The widespread expectation is that plug-and-play will work best in a large part – perhaps a third – of the floorspace of older buildings and regional offices with floorplates of 10,000 sq ft or less.
It probably won’t work in buildings with large floorplates, mainly because they appeal to the kind of occupiers who are happy to organise their own fit-outs, and if landlords can let on traditional leases then this is (by far) what they would prefer to do.
For now, AshbyCapital is moving cautiously at Slough. ‘We’ll roll out more plug-and-play floorspace as it lets. We’ve got some interest in the half-floor we’ve already done, and the obvious next step is to do the other half, and then more further up the building,’ says Tom.
‘20-30% of the floorspace would be a good ballpark. For most developers, I think that will be the sweet spot, though some might go completely for plug-and-play,’ he speculates.
The big problem facing plug-and-play will be the approach adopted by valuers and, one step further down the line, by investors. Recently, property valuers have had some issues attributing realistic values to serviced office space – well advertised financial issues among serviced office providers have not helped.

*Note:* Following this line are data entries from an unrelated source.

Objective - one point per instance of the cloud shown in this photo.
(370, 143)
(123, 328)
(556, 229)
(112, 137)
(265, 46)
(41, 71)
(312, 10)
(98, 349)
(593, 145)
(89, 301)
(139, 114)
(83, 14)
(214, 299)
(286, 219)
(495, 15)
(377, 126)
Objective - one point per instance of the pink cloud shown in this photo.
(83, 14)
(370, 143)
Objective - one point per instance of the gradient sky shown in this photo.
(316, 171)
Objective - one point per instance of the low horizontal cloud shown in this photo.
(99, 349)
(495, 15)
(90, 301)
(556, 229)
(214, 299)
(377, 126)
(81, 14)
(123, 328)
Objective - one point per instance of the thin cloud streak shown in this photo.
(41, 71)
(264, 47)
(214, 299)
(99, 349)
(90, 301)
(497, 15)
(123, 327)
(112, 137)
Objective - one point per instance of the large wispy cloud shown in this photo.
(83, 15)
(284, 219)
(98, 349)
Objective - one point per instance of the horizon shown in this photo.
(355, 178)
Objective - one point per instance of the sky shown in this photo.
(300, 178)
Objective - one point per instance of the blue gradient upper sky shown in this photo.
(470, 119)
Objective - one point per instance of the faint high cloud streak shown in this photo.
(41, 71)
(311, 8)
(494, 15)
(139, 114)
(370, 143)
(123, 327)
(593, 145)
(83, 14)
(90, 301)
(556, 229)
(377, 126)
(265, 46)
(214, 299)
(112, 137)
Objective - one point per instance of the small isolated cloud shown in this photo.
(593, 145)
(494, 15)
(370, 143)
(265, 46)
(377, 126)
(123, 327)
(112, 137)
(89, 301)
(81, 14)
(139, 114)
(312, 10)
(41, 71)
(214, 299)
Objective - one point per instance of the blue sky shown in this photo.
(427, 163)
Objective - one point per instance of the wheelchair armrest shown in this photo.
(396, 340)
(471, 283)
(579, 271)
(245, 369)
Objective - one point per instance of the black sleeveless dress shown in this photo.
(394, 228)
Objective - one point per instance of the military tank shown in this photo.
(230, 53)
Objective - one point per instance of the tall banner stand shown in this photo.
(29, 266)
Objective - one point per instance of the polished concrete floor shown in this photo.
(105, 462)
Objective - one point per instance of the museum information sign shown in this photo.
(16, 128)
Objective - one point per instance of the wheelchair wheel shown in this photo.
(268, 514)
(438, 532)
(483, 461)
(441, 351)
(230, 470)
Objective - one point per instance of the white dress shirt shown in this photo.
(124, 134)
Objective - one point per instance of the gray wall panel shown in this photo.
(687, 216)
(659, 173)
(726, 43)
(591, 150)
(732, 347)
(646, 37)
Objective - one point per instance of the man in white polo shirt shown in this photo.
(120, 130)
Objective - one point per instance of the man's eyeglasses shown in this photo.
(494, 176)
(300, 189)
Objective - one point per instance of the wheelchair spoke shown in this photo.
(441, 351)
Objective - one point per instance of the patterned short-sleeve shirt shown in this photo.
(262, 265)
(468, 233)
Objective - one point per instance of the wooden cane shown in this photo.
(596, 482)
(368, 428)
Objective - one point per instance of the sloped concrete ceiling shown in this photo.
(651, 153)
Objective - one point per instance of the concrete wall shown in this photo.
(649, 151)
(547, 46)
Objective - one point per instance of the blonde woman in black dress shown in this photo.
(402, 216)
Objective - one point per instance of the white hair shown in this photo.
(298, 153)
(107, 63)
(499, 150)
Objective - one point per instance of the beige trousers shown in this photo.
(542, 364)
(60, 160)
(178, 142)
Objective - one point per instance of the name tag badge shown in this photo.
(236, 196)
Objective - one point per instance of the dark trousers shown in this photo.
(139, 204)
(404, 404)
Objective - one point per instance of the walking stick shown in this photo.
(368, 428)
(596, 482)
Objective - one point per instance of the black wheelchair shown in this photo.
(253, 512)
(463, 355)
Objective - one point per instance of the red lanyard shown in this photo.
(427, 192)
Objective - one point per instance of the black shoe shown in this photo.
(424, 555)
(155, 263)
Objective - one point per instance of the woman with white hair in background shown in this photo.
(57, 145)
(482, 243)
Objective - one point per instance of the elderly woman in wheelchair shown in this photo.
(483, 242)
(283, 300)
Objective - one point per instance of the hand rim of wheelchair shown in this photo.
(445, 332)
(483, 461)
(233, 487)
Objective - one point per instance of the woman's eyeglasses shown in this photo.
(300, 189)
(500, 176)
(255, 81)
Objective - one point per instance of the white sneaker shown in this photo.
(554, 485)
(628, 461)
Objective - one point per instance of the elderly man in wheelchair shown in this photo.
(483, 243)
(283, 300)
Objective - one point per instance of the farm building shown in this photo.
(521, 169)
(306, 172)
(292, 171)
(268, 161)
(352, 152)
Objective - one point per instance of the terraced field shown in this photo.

The consensus is that valuation issues can be overcome and that, whilst hybrid offices might have shaved a quarter point or two off office valuations, that is not enough to upset investors. Indeed, investors might be pleased to see hybrid space included in a building because it broadens the product offer.
The valuers may not cause a problem. And investors might not care if they did. For now, the plug-and-play bandwagon is beginning to roll – and before long it will have rolled into an office building near you.